Opera on atomic bomb focus of panel
BY LISA TREI
A discussion of Doctor Atomic, the new San Francisco Opera production about J. Robert Oppenheimer and the making of the atomic bomb, will take place Wednesday, Oct. 12, from 4:15 to 6 p.m. in Bechtel Conference Center in Encina Hall.
The seminar, which is free and open to the public, is being held in observance of the 60th anniversary of the first testing of the atomic bomb and the world premier of composer John Adams' opera that runs through Oct. 22 at the War Memorial Opera House. Director Peter Sellars wrote the libretto, which draws in part on contemporary documents, memoirs and historical studies.
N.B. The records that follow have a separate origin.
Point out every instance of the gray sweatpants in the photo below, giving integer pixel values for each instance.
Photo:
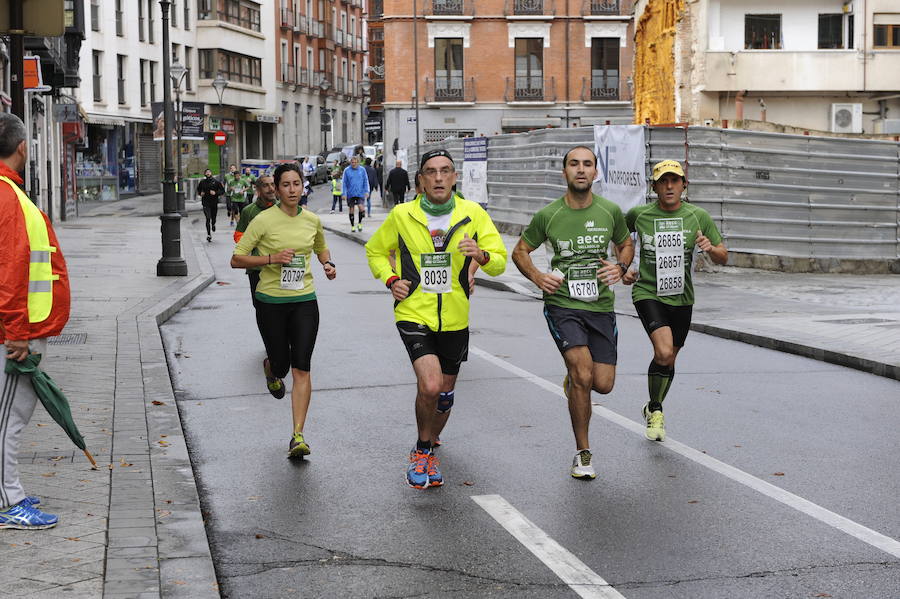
(16, 407)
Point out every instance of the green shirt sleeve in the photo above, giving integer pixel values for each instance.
(536, 232)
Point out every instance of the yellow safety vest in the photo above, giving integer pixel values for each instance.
(40, 273)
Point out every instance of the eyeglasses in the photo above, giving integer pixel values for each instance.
(431, 172)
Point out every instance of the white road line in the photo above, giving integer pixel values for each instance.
(854, 529)
(569, 568)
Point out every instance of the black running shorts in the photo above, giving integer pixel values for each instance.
(655, 314)
(451, 347)
(573, 328)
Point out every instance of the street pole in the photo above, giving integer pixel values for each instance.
(171, 263)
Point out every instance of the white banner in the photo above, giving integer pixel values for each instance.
(620, 164)
(475, 169)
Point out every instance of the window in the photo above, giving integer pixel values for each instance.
(189, 65)
(886, 31)
(121, 66)
(150, 25)
(529, 63)
(448, 68)
(831, 31)
(762, 32)
(604, 68)
(97, 63)
(95, 15)
(235, 67)
(120, 27)
(152, 72)
(141, 35)
(143, 64)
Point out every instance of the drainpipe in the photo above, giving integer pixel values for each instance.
(739, 105)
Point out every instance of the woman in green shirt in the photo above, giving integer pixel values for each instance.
(287, 312)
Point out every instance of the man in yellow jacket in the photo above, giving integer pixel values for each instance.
(436, 239)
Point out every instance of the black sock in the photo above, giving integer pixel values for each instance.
(659, 379)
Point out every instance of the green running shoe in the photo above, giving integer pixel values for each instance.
(298, 446)
(274, 384)
(656, 424)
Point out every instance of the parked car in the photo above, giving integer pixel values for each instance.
(320, 174)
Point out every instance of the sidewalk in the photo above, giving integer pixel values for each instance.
(850, 320)
(132, 528)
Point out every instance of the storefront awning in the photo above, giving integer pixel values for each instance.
(262, 116)
(104, 119)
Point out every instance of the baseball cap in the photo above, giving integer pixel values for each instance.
(667, 166)
(434, 154)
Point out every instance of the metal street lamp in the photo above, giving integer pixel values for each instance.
(219, 84)
(171, 263)
(177, 72)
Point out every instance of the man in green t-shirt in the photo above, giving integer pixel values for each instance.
(265, 198)
(663, 293)
(578, 303)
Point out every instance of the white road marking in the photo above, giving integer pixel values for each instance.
(854, 529)
(571, 570)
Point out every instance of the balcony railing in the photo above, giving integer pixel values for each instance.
(599, 89)
(600, 7)
(450, 89)
(287, 18)
(530, 89)
(528, 7)
(288, 74)
(449, 8)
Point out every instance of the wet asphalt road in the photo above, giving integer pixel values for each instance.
(655, 523)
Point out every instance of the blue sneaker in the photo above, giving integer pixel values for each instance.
(26, 517)
(417, 472)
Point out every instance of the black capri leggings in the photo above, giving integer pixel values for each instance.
(289, 334)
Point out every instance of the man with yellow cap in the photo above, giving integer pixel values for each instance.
(663, 294)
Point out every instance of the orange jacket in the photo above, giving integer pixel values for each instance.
(14, 266)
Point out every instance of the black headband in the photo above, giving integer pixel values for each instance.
(434, 154)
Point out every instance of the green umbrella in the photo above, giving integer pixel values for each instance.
(52, 397)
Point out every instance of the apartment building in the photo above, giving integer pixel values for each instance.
(320, 51)
(823, 65)
(503, 66)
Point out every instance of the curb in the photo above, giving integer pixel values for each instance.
(807, 351)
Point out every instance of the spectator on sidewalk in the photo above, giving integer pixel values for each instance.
(373, 183)
(34, 305)
(210, 190)
(398, 183)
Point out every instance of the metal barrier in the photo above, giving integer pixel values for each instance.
(771, 194)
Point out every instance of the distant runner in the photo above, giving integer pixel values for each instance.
(436, 238)
(663, 292)
(578, 301)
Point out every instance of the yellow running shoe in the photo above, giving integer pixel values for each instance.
(656, 424)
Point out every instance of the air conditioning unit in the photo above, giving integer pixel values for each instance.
(846, 118)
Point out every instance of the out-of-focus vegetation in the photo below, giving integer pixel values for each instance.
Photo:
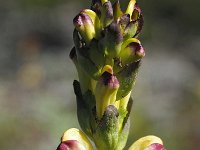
(37, 103)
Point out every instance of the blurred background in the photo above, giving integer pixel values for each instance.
(37, 103)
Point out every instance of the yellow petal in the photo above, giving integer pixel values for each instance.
(78, 135)
(144, 142)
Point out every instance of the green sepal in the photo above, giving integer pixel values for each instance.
(127, 77)
(106, 134)
(87, 64)
(112, 41)
(124, 131)
(96, 55)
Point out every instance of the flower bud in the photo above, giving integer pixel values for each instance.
(85, 27)
(71, 145)
(130, 7)
(132, 53)
(147, 143)
(124, 21)
(117, 12)
(130, 30)
(74, 139)
(106, 91)
(137, 17)
(95, 19)
(136, 13)
(96, 6)
(106, 13)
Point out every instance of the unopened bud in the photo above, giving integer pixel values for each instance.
(85, 27)
(117, 10)
(132, 53)
(75, 138)
(130, 7)
(106, 13)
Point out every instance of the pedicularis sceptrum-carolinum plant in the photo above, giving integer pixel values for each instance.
(107, 55)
It is Adams and Sellars' third operatic collaboration, and similar to Nixon in China (1987) and The Death of Leon Klinghoffer (1991), it touches on events that resonate in living memory.
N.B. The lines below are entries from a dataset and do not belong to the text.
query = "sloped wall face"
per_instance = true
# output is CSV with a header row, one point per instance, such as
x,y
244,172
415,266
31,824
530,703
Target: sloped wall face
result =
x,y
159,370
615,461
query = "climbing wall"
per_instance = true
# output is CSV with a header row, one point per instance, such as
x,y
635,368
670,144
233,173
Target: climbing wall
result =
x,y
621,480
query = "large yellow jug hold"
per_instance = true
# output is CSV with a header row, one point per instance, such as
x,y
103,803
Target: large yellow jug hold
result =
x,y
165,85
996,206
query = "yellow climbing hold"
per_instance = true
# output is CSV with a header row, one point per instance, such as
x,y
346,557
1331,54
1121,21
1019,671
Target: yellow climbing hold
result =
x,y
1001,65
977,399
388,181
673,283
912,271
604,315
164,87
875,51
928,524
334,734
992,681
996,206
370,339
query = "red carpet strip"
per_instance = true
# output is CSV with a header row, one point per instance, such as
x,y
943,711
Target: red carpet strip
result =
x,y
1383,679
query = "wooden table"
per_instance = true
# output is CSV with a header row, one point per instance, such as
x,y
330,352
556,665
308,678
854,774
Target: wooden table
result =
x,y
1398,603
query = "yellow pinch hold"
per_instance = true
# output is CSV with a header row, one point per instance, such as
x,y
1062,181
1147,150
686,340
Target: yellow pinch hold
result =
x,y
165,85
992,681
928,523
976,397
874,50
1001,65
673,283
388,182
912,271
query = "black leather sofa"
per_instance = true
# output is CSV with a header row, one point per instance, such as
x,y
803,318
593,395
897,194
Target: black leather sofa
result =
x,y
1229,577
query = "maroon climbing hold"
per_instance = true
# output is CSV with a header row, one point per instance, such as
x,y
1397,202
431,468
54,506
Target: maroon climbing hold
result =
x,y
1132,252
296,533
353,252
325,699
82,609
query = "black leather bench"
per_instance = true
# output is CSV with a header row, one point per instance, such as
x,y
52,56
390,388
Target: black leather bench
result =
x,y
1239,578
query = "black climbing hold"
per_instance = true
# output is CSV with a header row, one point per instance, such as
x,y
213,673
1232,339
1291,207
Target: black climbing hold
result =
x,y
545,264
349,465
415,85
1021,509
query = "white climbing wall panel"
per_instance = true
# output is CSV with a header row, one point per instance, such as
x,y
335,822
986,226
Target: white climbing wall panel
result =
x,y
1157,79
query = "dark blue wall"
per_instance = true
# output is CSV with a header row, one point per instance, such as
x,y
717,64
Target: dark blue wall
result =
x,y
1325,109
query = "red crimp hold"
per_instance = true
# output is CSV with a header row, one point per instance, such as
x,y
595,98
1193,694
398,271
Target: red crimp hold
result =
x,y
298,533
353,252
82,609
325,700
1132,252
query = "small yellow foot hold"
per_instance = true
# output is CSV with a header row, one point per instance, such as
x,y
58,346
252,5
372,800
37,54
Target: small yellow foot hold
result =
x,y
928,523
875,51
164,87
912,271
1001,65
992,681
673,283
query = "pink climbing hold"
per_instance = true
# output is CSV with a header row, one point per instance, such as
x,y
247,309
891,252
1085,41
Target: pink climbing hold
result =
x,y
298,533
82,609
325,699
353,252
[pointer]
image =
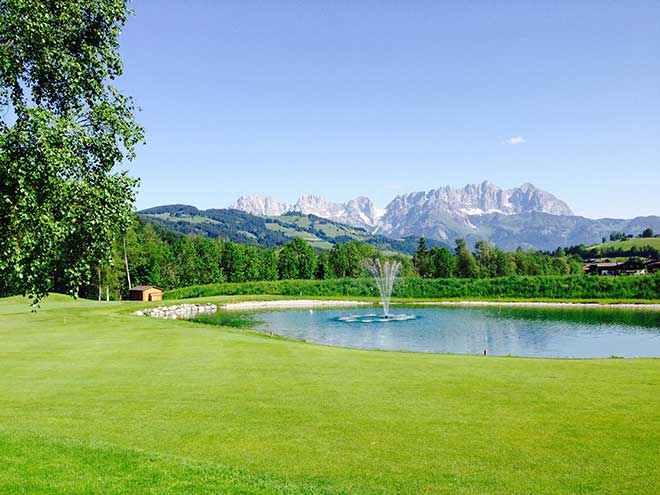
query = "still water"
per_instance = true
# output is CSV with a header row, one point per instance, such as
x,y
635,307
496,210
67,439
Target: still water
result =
x,y
545,332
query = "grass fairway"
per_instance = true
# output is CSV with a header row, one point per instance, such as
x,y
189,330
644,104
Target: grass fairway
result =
x,y
93,400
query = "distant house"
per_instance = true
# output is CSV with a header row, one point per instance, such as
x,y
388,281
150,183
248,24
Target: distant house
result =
x,y
146,293
653,267
629,267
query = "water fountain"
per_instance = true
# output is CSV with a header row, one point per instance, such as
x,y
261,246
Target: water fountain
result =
x,y
384,273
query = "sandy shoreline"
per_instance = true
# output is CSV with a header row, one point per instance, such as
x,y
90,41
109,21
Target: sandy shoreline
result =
x,y
292,304
538,304
318,303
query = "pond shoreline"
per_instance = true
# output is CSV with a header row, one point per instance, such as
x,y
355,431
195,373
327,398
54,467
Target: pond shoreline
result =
x,y
319,303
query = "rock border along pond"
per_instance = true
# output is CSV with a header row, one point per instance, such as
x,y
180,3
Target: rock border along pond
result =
x,y
178,311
Panelists at Stanford include David Holloway, the Raymond A. Spruance Professor of International History; American history Professor Barton J. Bernstein; filmmaker Jon Else, who in 1981 made The Day After Trinity, a documentary about Oppenheimer and the bomb; and Stanford alumnus Kip Cranna, musical administrator for the San Francisco Opera.
According to Holloway, the opera's title is slightly misleading because the storyline is more about the bomb than about Oppenheimer, the physicist who presided over the Manhattan Project and the birth of the nuclear age. The opera takes place in the tense hours before the first atomic bomb test on July 16, 1945, at a site that Oppenheimer named Trinity after a John Donne sonnet. Oppenheimer's charismatic character is not explored in depth—he is not portrayed as a hero but as a deeply conflicted man who has suppressed part of his humanity to carry out the task of building the bomb, Holloway explained.
One of the questions the seminar will address is what opera can do to add to society's understanding of such a "hugely significant" event, Holloway said. Through a combination of music, words, dance and visual settings, "Opera can make a deeper impact than any other art form," he said. "We don't expect it to be history, but it brings home the sheer awfulness and awesomeness of the bomb." It also provides a jolt to society's somewhat jaded consciousness of the nuclear danger, Holloway noted in an upcoming review for the British journal Physics World.
Bernstein, who was interviewed before he saw the opera, was more critical of Doctor Atomic. "The concept of making an opera out of recent history is flawed," he said. "The [creators] will claim artistic freedom, but they want to use real names. I'm going to contend it's a flawed operation and intellectually irresponsible." Bernstein is editor of The Atomic Bomb and has written extensively about the Truman administration and nuclear history.